Similarly, France's data protection authority, the Commission nationale de l'informatique et des libertés, opined the use of facial age estimation for pornography sites, based on facial analysis without facial recognition, could comply with EU data protection law.

Facial estimation scans may still raise privacy concerns. These must be balanced against factors such as efficacy, accuracy, equity, and the child privacy and safety goals policymakers are trying to achieve. Many of the existing solutions for VPC and age assurance, such as photo ID, Social Security number or payment card, are often unnecessarily invasive, enabling the collection of name, address, birthdate and unique ID number. And they might deter children from accessing safe and compliant services.

If children can't pass through a VPC flow because their parent doesn't have a credit card or if they are barred from game play by an age verification system, they may end up lying about their age or accessing less privacy protective services.

FPF recently released an infographic, Unpacking Age Assurance: Technologies and Tradeoffs, looking at common and emerging age assurance methods, including biometric identifiers, such as face scans, and algorithmic methods, such as using multiple data points or signals from a VR game. In considering the tradeoffs between accuracy/efficacy and privacy/security, FPF cautioned it is "important to consider context to determine a proportionate method of age assurance for each specific use case."

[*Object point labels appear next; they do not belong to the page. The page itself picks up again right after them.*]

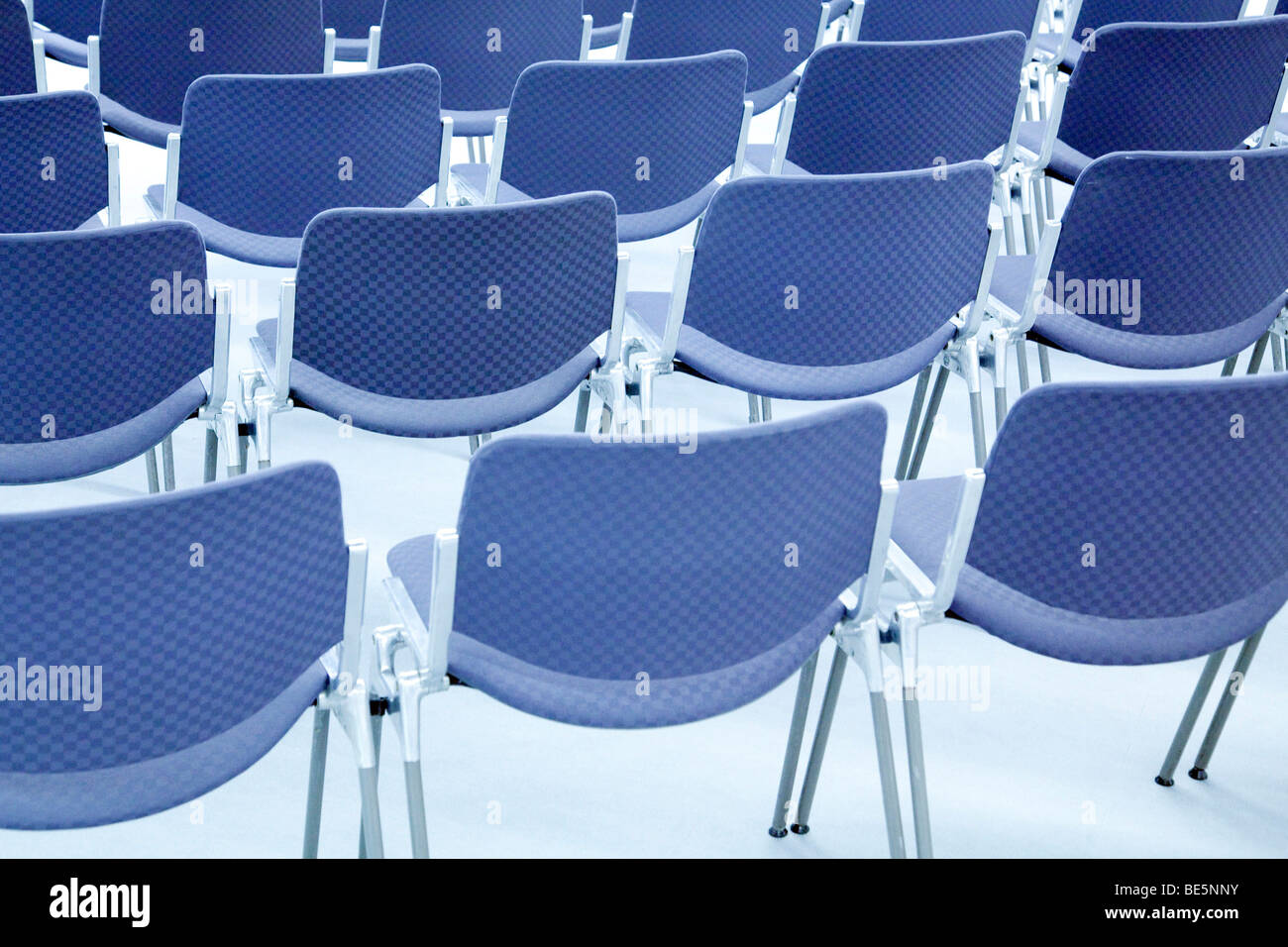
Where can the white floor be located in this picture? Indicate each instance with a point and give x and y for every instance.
(1044, 759)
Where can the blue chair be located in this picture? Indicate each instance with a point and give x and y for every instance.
(58, 172)
(480, 48)
(721, 608)
(477, 320)
(147, 54)
(261, 157)
(108, 338)
(655, 134)
(184, 699)
(22, 56)
(758, 304)
(352, 21)
(774, 35)
(1069, 560)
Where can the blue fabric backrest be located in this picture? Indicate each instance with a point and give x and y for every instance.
(845, 123)
(352, 18)
(706, 544)
(480, 47)
(774, 35)
(1185, 515)
(900, 21)
(185, 652)
(91, 337)
(403, 302)
(53, 161)
(150, 54)
(17, 60)
(584, 127)
(1197, 230)
(268, 154)
(1168, 86)
(913, 250)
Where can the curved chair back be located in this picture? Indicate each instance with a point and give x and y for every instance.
(53, 161)
(95, 331)
(480, 47)
(845, 123)
(913, 248)
(903, 21)
(1175, 86)
(465, 302)
(1158, 486)
(649, 133)
(153, 52)
(709, 554)
(114, 594)
(268, 154)
(774, 35)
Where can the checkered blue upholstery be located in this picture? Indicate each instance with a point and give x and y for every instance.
(845, 123)
(53, 161)
(202, 611)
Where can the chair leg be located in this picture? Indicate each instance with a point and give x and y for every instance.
(835, 678)
(317, 779)
(1223, 710)
(795, 737)
(1192, 715)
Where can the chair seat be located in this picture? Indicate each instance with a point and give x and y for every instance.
(630, 227)
(1067, 162)
(104, 796)
(415, 418)
(922, 521)
(728, 367)
(64, 459)
(1127, 347)
(603, 702)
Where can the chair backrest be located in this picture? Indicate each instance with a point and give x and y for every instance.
(1159, 482)
(268, 154)
(1192, 237)
(1175, 86)
(93, 337)
(465, 300)
(902, 21)
(648, 133)
(153, 52)
(115, 587)
(764, 272)
(17, 59)
(53, 161)
(845, 123)
(774, 35)
(480, 47)
(708, 553)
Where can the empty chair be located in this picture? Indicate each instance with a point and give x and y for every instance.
(477, 318)
(64, 26)
(764, 311)
(112, 341)
(774, 35)
(720, 609)
(480, 48)
(655, 134)
(1120, 523)
(261, 157)
(140, 594)
(22, 58)
(58, 172)
(147, 54)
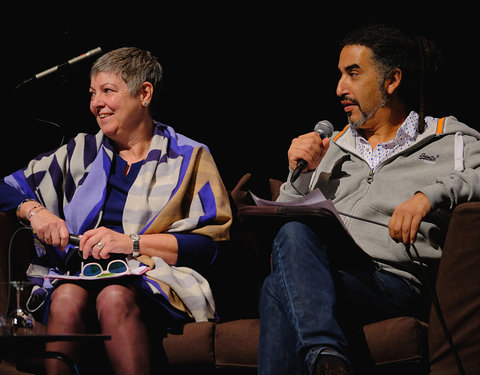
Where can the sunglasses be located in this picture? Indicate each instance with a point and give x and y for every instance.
(115, 267)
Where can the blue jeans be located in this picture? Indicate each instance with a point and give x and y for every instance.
(306, 308)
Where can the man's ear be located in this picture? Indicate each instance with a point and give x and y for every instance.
(393, 81)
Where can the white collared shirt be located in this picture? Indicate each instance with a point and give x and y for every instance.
(406, 136)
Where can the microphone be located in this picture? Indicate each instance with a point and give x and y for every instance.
(73, 239)
(86, 55)
(325, 130)
(51, 70)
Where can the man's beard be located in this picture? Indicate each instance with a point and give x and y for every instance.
(368, 115)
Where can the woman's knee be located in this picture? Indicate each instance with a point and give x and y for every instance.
(68, 300)
(116, 300)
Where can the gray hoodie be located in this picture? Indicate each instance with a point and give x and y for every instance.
(444, 164)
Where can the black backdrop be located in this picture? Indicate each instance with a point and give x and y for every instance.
(242, 79)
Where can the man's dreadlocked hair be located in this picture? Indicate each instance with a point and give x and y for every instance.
(417, 58)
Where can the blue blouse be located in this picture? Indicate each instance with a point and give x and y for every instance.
(194, 250)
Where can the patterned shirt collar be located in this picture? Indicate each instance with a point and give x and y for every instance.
(406, 136)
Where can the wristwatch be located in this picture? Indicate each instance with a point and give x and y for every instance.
(136, 244)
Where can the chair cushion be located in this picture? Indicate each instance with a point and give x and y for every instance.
(193, 347)
(236, 343)
(458, 290)
(397, 340)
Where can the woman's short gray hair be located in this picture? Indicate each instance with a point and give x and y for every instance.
(134, 65)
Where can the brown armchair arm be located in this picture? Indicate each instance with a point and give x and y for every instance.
(458, 290)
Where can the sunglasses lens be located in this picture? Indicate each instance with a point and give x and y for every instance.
(92, 269)
(117, 266)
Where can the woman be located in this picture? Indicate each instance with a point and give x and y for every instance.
(137, 191)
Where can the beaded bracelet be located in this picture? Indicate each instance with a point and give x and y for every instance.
(32, 212)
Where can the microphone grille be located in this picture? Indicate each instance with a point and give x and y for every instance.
(324, 128)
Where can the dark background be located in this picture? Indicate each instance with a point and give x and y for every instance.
(243, 79)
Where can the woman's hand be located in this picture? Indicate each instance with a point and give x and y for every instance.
(100, 242)
(48, 227)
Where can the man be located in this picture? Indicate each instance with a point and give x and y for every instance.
(390, 165)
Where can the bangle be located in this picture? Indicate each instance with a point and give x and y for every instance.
(32, 212)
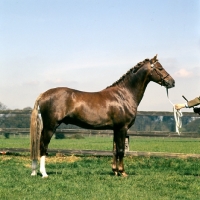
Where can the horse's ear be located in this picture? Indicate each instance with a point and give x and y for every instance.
(154, 59)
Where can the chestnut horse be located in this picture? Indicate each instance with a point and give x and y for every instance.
(113, 108)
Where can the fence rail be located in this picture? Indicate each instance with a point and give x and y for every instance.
(87, 132)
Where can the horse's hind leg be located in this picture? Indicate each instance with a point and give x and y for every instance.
(114, 163)
(44, 142)
(120, 149)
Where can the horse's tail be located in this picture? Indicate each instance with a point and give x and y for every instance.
(35, 131)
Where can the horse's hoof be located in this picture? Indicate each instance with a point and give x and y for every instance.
(124, 174)
(34, 173)
(116, 173)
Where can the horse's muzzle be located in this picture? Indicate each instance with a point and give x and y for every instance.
(169, 83)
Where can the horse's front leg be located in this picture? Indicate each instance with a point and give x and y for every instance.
(42, 167)
(44, 142)
(121, 135)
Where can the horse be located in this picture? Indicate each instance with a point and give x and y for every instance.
(113, 108)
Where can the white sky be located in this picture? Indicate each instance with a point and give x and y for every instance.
(89, 44)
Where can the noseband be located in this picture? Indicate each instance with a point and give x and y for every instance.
(159, 74)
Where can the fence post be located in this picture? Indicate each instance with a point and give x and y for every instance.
(127, 143)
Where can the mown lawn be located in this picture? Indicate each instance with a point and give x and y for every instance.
(90, 178)
(72, 177)
(173, 145)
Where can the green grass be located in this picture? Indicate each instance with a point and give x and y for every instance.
(173, 145)
(90, 178)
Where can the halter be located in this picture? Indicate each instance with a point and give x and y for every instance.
(177, 116)
(158, 73)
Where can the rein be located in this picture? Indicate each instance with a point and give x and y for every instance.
(177, 115)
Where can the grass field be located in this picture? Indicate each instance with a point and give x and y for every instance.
(91, 178)
(174, 145)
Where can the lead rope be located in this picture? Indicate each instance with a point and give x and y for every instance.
(177, 116)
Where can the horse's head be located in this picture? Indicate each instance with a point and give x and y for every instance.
(159, 75)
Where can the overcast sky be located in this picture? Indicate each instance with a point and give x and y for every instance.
(89, 44)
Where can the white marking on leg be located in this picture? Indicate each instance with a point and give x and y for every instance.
(34, 168)
(42, 167)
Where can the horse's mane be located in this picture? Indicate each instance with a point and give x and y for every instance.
(132, 70)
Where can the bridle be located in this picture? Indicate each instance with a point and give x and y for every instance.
(159, 74)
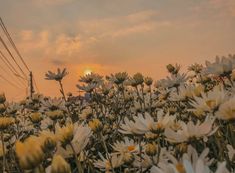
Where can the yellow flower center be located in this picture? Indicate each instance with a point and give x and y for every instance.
(211, 103)
(131, 148)
(180, 168)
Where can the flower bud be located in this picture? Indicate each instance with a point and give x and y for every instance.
(151, 149)
(148, 81)
(2, 108)
(36, 117)
(54, 115)
(59, 165)
(128, 158)
(5, 122)
(138, 79)
(29, 153)
(95, 125)
(2, 98)
(66, 134)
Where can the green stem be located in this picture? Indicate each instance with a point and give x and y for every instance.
(78, 164)
(106, 150)
(4, 152)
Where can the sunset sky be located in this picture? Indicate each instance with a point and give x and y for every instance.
(108, 36)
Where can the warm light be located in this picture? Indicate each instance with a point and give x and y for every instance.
(87, 71)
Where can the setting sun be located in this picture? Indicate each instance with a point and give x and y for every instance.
(87, 71)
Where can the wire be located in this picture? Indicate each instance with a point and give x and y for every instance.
(4, 44)
(12, 42)
(8, 63)
(12, 84)
(17, 51)
(12, 69)
(10, 66)
(18, 81)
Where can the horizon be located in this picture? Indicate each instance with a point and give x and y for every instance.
(108, 37)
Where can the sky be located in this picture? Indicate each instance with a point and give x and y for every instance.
(109, 36)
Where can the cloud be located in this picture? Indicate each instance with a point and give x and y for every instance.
(51, 2)
(58, 62)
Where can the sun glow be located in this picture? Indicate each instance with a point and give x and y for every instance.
(87, 71)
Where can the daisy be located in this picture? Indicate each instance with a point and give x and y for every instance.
(221, 67)
(53, 104)
(105, 165)
(208, 102)
(227, 110)
(56, 76)
(191, 131)
(79, 136)
(91, 78)
(172, 81)
(138, 126)
(126, 146)
(186, 91)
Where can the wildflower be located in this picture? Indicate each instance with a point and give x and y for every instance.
(186, 92)
(231, 152)
(5, 122)
(59, 165)
(128, 158)
(137, 79)
(227, 110)
(86, 113)
(118, 78)
(221, 67)
(162, 122)
(29, 153)
(209, 102)
(148, 81)
(56, 76)
(197, 68)
(53, 104)
(56, 114)
(2, 108)
(95, 125)
(172, 81)
(36, 117)
(80, 138)
(106, 165)
(151, 149)
(126, 146)
(12, 108)
(65, 134)
(2, 98)
(173, 69)
(88, 88)
(191, 131)
(48, 140)
(139, 125)
(91, 78)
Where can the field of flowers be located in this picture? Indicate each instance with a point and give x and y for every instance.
(184, 123)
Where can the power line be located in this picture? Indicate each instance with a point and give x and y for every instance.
(12, 84)
(12, 42)
(4, 44)
(17, 51)
(18, 81)
(10, 66)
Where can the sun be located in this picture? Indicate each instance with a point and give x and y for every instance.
(87, 71)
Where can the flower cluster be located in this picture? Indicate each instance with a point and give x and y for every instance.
(184, 123)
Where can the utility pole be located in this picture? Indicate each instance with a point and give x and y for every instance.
(31, 89)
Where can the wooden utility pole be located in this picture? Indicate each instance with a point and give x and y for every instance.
(31, 89)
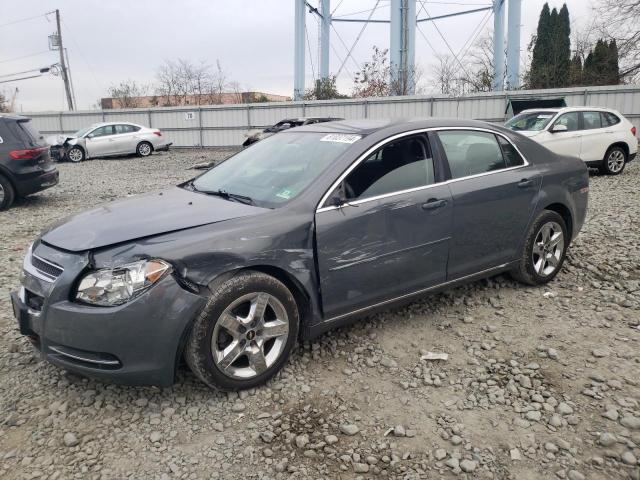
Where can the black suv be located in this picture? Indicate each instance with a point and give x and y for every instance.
(25, 161)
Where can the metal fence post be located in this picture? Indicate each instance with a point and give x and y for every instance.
(200, 126)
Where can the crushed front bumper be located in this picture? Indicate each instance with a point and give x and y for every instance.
(137, 343)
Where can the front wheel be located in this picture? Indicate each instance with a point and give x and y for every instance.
(544, 250)
(76, 155)
(244, 334)
(614, 161)
(144, 149)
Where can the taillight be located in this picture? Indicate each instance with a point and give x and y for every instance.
(27, 154)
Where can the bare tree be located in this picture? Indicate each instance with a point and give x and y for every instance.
(128, 93)
(445, 75)
(619, 20)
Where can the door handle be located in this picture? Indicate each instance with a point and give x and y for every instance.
(433, 204)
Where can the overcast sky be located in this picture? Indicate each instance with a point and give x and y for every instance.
(253, 40)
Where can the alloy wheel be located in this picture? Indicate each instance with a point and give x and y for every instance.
(75, 155)
(615, 161)
(548, 248)
(250, 335)
(144, 149)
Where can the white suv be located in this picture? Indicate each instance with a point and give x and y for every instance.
(601, 137)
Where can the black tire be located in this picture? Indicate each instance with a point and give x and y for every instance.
(198, 349)
(7, 193)
(76, 154)
(144, 149)
(614, 161)
(526, 271)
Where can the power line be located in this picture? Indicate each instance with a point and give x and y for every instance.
(345, 47)
(24, 56)
(20, 20)
(359, 35)
(422, 7)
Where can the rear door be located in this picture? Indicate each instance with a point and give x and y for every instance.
(565, 142)
(596, 139)
(392, 236)
(101, 142)
(494, 195)
(124, 138)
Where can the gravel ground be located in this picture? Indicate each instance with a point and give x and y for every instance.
(539, 382)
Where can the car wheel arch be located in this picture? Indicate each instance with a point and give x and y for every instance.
(564, 211)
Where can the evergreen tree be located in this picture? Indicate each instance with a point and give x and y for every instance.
(551, 62)
(539, 71)
(575, 71)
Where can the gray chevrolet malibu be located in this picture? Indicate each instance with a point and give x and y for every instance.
(289, 238)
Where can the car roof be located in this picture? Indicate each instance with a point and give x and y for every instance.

Indeed, there is a wide range of different use cases and corresponding solutions for age assurance, ranging from keeping kids out of adult services, like gambling or porn, to adapting a service to the age of a kid or teen, for compliance with the U.K. children's code and the California Age Appropriate Design Code, to confirming someone is an adult so they can provide privacy consents for a child under a privacy law like COPPA. 

Although it might be appropriate, in some cases, to use a more privacy-invasive method for higher-risk, regulated or age-restricted services, a less accurate method such as self-declaration, might be appropriate for lower-risk services. For most use cases, though, facial age estimation is sufficient. Unfortunately, poorly written laws, which do not adequately differentiate between mere collection of biometric identifiers and their use case, risk limiting innovation and leaving kids' privacy unprotected. 

Conclusion

To date, the FTC has not commented on age-assurance requirements in state laws, and it will not likely do so. But, the FTC can influence the development of such laws and requirements by approving the pending application to authorize facial age estimation for VPC under COPPA and by requiring companies that use facial age estimation to implement strict privacy and security safeguards. 

To protect kids fully beyond COPPA, lawmakers, privacy regulators and other privacy professionals can collaborate to ensure any new laws distinguish between age assurance use cases and biometric approaches, and build in privacy protections that address foreseeable privacy risks. They can focus on creating effective, implementable, and equitable VPC and age-assurance mechanisms to protect kids in online spaces.